Et, disant ces choses, Liliane se faisait câline, si câline, et balançait si joliment sa jambe, sa jambe moulée dans le maillot violet, que Sinnamari, oubliant tout à fait la petite maison de la rue des Saules, ne pensa qu’à la femme… à la femme qui se promettait si tendrement, si amoureusement… L’amour chasse l’image du crime.

— Tout ce que tu voudras, ma chérie… sourit-il, heureux.

La camériste était allée à la porte.

— Dépêchons-nous, madame… La galerie des glaces est vide, ce doit être l’heure du dîner…

Liliane donna congé à Sinnamari et à maître Mortimard, qui rejoignirent Teramo-Girgenti, lequel, suivi d’une véritable cour, arrivait sur le seuil de l’immense salle à manger. Les trois cents invités du dîner étaient arrivés tous « au complet ». Ces trois cents personnages, hommes et femmes, constituaient ce que Paris compte de plus célèbre, de plus à la mode, de plus illustre par l’art, le talent, la richesse, l’habileté, la vertu, la science, le mensonge, le crime et la prostitution.

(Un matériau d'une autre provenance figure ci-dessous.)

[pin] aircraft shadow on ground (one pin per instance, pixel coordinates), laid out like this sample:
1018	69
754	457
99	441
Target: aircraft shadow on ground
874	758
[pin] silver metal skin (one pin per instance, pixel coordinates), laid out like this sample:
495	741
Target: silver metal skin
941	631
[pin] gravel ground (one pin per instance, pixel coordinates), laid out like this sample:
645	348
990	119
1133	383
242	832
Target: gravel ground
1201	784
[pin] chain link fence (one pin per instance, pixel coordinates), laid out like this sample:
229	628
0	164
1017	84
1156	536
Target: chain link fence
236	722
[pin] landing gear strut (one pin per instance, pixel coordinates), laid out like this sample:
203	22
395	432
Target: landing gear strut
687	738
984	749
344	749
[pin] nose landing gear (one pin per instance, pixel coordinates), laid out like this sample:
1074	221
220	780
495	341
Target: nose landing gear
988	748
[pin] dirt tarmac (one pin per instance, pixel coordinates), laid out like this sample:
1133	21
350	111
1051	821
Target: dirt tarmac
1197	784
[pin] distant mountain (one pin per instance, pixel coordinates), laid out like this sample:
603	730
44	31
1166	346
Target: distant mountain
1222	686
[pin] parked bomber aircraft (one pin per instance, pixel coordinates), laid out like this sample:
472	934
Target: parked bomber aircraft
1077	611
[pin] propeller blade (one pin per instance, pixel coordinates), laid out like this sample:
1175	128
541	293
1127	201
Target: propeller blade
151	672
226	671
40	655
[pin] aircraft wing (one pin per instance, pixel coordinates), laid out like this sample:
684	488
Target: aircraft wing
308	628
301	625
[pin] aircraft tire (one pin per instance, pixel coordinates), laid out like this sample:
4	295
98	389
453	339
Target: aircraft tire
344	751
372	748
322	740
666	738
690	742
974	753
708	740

Ce qui n’était qu’au second plan dans la capitale devait arriver après dîner.

Comme Sinnamari et maître Mortimard pénétraient dans la salle à manger, derrière le comte de Teramo-Girgenti qui donnait le bras à Marcelle Férand, ils entendirent Raoul Gosselin qui demandait à son hôte quelques explications sur l’étrange « suisse » qui se tenait debout sur le seuil de la salle. Cet homme était, du reste, l’objet de la curiosité de tous.

C’était un véritable hercule tout habillé de soie rouge ; son profil, qui ressemblait singulièrement à celui d’un oiseau de proie, était à demi masqué par un loup de velours noir derrière lequel flamboyaient des yeux, comme deux escarboucles… Ce géant écarlate s’appuyait sur le pommeau d’une épée monstrueuse à deux tranchants.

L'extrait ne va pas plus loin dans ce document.